Han pasado noventa años de su estancia en Nueva York y ochenta de la publicación de su libro. Hoy, como entonces, estamos en plena crisis, ya no sólo sanitaria, también económica, aunque no somos todavía tan conscientes de su envergadura, aun cuando haya voces que apuntan que va a ser casi tan grave como la del veintinueve. No sé tampoco hasta qué punto se repiten los fenómenos históricos, sea en forma de tragedia sea como miserable farsa, que diría Marx, Karl, aunque la frase hubiera sido también digna de Groucho; o, dicho de otro modo, si los ciclos de crisis actuales desembocarán, como desembocó aquella, en fascismo y en un nueva guerra mundial. Esperemos que no, a pesar de los signos que indican que por desgracia estamos ante la farsa miserable. Lo que no cambia es la situación de los negros en Estados Unidos. La muerte una vez más de un ciudadano a manos de la policía por una detención brutal ha desencadenado protestas en todo el país y no pocos enfrentamientos. Puede ser verdad que al día se dan cientos de operaciones policiales que no conllevan la muerte de nadie, pero no es la primera vez que ocurre y tampoco es la primera vez que quien muere es una persona negra.

¿Cuántas muertes se necesitan para que una estadística se convierta en un dato infame, cruento y repugnante?

No creo que haya que responder a la pregunta. Aunque fuera una sola vez, el hecho resultaría por lo menos inaceptable. Pero hay quien se fija sólo en la reacción, no en el hecho; hay quien pone el grito en el cielo por el vandalismo sin querer ver que la violencia la desata lo que es un nuevo asesinato o incluso, antes, una mirada recelosa, un gesto prejuicioso, esa línea muy tenue que coloca a cada uno en un lugar diferente de la escala social.

En 2013 se inició un movimiento que se conoció por su lema: Black lives matter (Las vidas negras sí importan) a raíz de la absolución de quien mató a un adolescente negro por un disparo.

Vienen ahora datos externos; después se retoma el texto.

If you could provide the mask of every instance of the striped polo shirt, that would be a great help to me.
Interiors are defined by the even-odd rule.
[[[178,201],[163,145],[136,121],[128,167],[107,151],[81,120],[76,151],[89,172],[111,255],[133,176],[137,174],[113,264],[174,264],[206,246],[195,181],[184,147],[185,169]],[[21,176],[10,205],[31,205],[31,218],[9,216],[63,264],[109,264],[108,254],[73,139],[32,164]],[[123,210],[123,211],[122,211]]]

A partir de entonces el lema se ha ido repitiendo cada vez que moría alguien afroamericano por actuación policial o se producía alguna detención policial cuestionable, y no han sido pocas tales ocasiones. Estamos acostumbrados a verlo en películas o en series y no nos damos cuenta de que, otra vez, como dijera Oscar Wilde, la realidad supera la ficción.

En Europa tales muertes y las protestas que provocan tienen un enorme eco, abren informativos y ocupan las portadas de los diarios. Se ven como una característica muy propia de los Estados Unidos, esas cosas que pasan allí, es fácil simpatizar con las víctimas del racismo y de los abusos del poder cuando se dan lejos. Quizá domine la idea de que eso no puede pasar ya aquí. Pero surge aquí una nueva extrema derecha que vocifera lemas xenófobos y algunos datos calculan en 20.000 los muertos en el Mediterráneo desde 2014 (https://news.un.org/es/story/2020/03/1470681), nuestros muertos que no aparecen tanto en los informativos o apenas provocan protestas en Europa. Casi nos hemos olvidado con la pandemia que en Grecia miles de personas esperan sus peticiones de asilo mientras muchos países europeos les cerraron sus fronteras o gestionaron el problema a cuentagotas. Como hemos olvidado que en 2010 el Gobierno de Francia, por poner sólo un ejemplo, expulsó a comunidades gitanas, aun cuando algunas de ellas tenían ciudadanía de algún país de la Unión Europea.

Nos hemos insensibilizado a la crítica o a la exposición del problema. Es lo que hay, el mundo es así y como mucho servirá de argumento a futuras películas y series, o ser objeto de atención de algún poeta sensible. Todo volverá a su cauce hasta la próxima vez que ocurra algo así, que no parece que vaya a ser muy tarde.